Your best tip or trick for managing your everyday work and life. (Help us, we need it). We are a distributed team with a strong contingent from East Coasters. Like West Coaster, I spend the first few hours of each day on calls and meetings. I adjusted my schedule to take a break to exercise at the end of the East Coast hours and then pick things up afterward. It gives my brain and eyes a break from screen time and increases my energy to function for the rest of the day.
Mac, Windows or Linux? Mac.
Favorite superhero or sci-fi character? Deanna troi (also my fourth grade halloween costume).
Transporter, time machine, or invisibility cloak? Transporter to the end! My wish list of places to travel and friends to visit is too long for any other option.
If someone gave me $ 1 million to launch a startup, I would … They did it! And I threw adyn.
I waited in line once for … Taco truck tacos (well, maybe more than once).
Your role models: My grandmother. He lived to be 103 years old and would have lived even longer if it weren’t for Covid. She lived through the Great Depression and taught me the value of not wasting anything. She was a home economics teacher and an incredible quilter. He always liked a good joke (even slightly inappropriate ones). She was stubborn and independent. She lived alone for years and continued to knit even after being legally blind. He made a devilish egg and he was more popular than I will ever be.

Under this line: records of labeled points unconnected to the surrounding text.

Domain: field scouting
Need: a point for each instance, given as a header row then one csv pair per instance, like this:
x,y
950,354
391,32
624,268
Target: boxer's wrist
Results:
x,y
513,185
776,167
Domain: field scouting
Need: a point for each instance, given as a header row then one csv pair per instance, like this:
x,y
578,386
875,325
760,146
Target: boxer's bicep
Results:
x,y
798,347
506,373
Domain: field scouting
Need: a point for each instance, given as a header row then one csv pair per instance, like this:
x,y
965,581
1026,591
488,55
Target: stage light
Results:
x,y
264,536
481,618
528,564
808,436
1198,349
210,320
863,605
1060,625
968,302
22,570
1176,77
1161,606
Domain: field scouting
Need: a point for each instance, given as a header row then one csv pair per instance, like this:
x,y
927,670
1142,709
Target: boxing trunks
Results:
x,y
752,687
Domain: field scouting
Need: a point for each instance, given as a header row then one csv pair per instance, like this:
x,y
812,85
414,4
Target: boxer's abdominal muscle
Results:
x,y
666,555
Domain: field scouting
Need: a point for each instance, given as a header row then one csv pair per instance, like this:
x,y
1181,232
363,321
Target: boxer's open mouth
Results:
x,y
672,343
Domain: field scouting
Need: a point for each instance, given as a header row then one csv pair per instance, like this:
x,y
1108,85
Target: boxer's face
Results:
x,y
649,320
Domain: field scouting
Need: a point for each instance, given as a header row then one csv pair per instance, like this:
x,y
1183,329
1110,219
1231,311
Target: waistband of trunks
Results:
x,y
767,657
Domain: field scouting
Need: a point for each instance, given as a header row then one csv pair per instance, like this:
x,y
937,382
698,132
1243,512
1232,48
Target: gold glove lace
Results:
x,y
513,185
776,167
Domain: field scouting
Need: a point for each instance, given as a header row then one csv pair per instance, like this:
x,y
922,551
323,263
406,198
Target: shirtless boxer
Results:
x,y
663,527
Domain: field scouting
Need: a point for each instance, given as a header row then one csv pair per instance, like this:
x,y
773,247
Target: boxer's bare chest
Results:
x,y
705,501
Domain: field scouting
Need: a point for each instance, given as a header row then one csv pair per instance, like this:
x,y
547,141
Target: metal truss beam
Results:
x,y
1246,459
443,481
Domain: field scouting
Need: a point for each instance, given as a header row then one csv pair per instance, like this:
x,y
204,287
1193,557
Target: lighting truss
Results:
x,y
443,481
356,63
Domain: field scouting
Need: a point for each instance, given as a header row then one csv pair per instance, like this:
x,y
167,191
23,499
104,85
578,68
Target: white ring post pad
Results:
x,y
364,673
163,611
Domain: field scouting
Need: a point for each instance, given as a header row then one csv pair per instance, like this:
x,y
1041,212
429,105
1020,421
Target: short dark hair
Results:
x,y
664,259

The best game ever: “Code names. “
The best gadget of all time: Bluetooth Audio Sunglasses: These are high on my “pamper yourself” list.
First computer: PowerBook G3.
Current phone: iPhone.
Favorite app: Information timer.
Favorite cause: Equity in health.
Most important technology of 2021: Adyn birth control optimization test.

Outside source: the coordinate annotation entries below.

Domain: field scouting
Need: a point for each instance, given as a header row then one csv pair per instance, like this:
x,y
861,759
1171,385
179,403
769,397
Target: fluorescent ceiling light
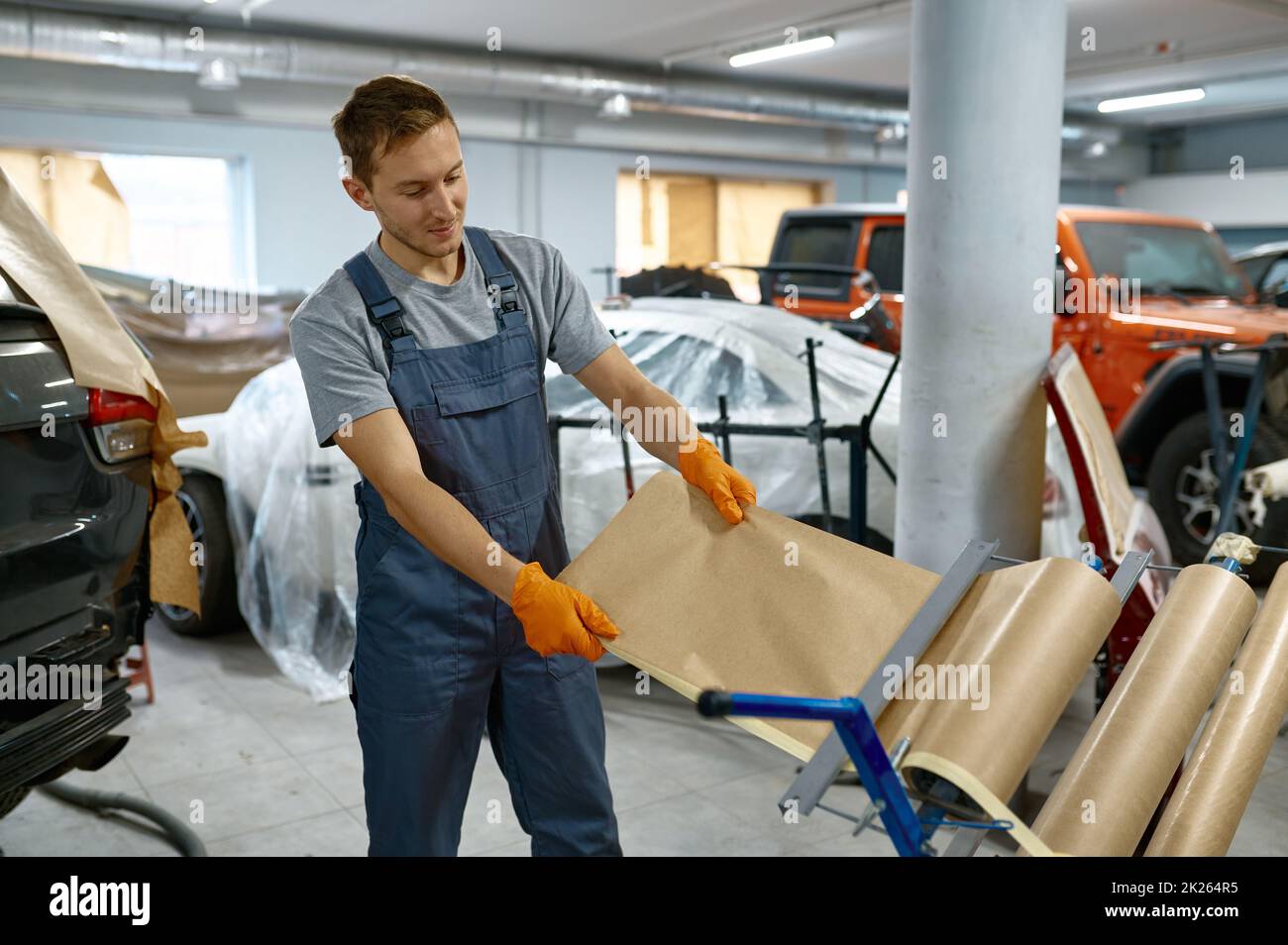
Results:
x,y
781,51
1160,98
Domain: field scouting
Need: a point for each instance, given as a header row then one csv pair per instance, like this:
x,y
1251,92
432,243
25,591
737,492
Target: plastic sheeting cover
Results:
x,y
292,520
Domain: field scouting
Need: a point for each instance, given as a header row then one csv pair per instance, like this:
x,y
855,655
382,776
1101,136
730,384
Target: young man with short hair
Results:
x,y
424,361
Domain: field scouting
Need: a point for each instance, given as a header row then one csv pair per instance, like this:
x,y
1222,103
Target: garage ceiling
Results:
x,y
1235,50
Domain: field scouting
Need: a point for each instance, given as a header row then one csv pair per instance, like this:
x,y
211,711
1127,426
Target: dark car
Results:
x,y
73,561
1266,267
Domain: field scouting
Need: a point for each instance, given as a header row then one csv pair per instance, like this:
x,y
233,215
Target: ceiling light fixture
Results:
x,y
781,51
1159,98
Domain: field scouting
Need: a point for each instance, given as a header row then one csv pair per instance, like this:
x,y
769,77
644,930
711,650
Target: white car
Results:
x,y
290,505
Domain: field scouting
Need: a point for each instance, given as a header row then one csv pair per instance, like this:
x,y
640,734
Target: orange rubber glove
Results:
x,y
558,618
709,472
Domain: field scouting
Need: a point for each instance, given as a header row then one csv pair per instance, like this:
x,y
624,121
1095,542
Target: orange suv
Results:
x,y
1122,279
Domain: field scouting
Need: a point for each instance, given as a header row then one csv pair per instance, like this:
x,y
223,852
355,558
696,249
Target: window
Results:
x,y
155,215
885,258
818,244
1164,259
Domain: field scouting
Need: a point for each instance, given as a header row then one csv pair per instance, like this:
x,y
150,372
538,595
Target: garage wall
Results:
x,y
304,226
541,168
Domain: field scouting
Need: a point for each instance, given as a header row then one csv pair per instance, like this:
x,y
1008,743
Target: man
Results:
x,y
424,362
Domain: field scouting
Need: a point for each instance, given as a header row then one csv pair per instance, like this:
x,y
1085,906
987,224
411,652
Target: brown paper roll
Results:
x,y
1035,654
772,605
1223,770
1106,798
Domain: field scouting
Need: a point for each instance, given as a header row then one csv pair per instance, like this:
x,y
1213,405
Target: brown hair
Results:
x,y
381,114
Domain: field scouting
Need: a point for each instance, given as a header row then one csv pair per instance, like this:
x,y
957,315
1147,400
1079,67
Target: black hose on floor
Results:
x,y
183,837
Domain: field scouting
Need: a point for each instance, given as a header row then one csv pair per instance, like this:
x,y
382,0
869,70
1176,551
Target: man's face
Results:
x,y
419,191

Most important technology of 2023: Personalized medicine for everything: birth control, anxiety, depression, AD (H) D, acne, etc.
Latest tips for your fellow geeks: I have wasted a lot of time and energy in my career fighting imposter syndrome. What I have come to realize is that no one knows what they are doing (definitely not at first). So work hard, stay curious, and be open to learning. Build your expertise and trust your own hard work. Surround yourself with people who are equally curious and hard-working.